Furthermore, as the Tallinn-based NATO Cooperative Cyber Defense Centre of Excellence suggested last week, the attack itself was so expensive and complex that it would impossible for individual hackers to launch it. Based on available data, including that obtained from international antivirus companies, the Ukrainian state security service argued last week that the attack was organized by the same hackers who were involved in the cyber attack against Ukrainian power grid in December 2016. Amidst the attack, NATO Secretary General Jens Stoltenberg claimed that, since the Warsaw NATO summit last year, cyber space has become a “military domain;” NATO member countries also agreed that cyber attacks against any member of the alliance would trigger the mutual defense clause in the same way as a conventional military assault. This constitutes a major change in NATO policy as past cyber attacks – partially due to their novelty – were not treated as seriously. Indeed, when Russia unleashed a series of large-scale cyber attacks against NATO member Estonia back in 2007, the alliance did not enact its mutual defense clause. It appears that the threshold for such an enactment would need to be high, and merely affecting companies operating in many NATO member countries is not a reason enough to enact Article 5 of the Washington Treaty.

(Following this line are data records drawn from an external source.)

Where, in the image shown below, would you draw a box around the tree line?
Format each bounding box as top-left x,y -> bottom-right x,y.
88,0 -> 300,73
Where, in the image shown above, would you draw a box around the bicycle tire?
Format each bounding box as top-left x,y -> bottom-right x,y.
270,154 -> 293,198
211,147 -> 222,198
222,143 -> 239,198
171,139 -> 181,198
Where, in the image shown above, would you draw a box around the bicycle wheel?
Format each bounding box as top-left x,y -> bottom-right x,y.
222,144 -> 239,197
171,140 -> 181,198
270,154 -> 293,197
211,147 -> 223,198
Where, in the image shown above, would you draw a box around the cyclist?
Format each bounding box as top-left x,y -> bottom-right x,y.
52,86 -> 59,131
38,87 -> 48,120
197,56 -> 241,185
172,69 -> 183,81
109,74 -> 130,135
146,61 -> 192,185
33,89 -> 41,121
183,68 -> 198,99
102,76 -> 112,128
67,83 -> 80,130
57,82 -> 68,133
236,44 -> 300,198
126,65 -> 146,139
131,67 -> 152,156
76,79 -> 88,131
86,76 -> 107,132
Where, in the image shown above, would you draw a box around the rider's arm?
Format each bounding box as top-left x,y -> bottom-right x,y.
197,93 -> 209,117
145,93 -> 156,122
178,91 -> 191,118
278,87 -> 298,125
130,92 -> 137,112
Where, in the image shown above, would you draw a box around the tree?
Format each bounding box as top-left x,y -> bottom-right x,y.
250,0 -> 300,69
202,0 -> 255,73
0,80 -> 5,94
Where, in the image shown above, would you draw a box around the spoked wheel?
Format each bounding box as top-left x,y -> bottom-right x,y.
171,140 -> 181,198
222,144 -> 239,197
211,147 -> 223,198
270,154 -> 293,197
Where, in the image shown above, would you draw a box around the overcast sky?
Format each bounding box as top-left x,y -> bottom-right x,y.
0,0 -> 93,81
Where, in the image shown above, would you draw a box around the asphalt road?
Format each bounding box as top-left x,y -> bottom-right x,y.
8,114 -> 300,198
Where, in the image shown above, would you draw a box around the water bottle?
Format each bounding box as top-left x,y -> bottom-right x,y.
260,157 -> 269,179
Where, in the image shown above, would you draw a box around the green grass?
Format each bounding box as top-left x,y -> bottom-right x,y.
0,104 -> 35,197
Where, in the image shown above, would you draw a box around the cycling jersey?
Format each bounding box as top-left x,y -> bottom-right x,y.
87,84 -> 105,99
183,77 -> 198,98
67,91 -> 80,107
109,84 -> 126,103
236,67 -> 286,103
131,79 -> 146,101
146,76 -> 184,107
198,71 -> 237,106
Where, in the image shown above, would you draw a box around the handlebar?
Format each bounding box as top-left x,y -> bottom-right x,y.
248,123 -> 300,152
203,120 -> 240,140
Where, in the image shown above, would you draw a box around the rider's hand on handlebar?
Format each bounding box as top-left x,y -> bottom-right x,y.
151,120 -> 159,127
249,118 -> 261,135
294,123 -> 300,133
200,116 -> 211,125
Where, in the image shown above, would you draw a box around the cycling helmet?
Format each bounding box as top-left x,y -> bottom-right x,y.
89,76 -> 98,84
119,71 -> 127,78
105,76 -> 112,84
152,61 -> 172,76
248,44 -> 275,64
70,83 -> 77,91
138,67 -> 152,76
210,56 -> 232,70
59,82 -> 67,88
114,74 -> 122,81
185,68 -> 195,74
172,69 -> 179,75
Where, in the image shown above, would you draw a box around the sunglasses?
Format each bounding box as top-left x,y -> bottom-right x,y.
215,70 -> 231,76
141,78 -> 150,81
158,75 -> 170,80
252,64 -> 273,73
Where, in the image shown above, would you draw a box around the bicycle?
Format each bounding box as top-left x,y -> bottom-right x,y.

In reality, the consequences of cyber attack would have to be equivalent of an armed attack.NATO member countries also agreed that cyber attacks against any member of the alliance would trigger the mutual defense clause
Despite the growing support for the theory that the attack was orchestrated by state actors (and suspicions on who the state in question might be), NATO-led countermeasures for this particular attack may never happen. Failure to act may send a clear message to the attackers – you are free to violate a country’s sovereignty as long as you do it online. Such an eventuality could create grave disruptions for the global economy, and the NotPetya virus should serve as a wake-up call for the need for increased cyber security.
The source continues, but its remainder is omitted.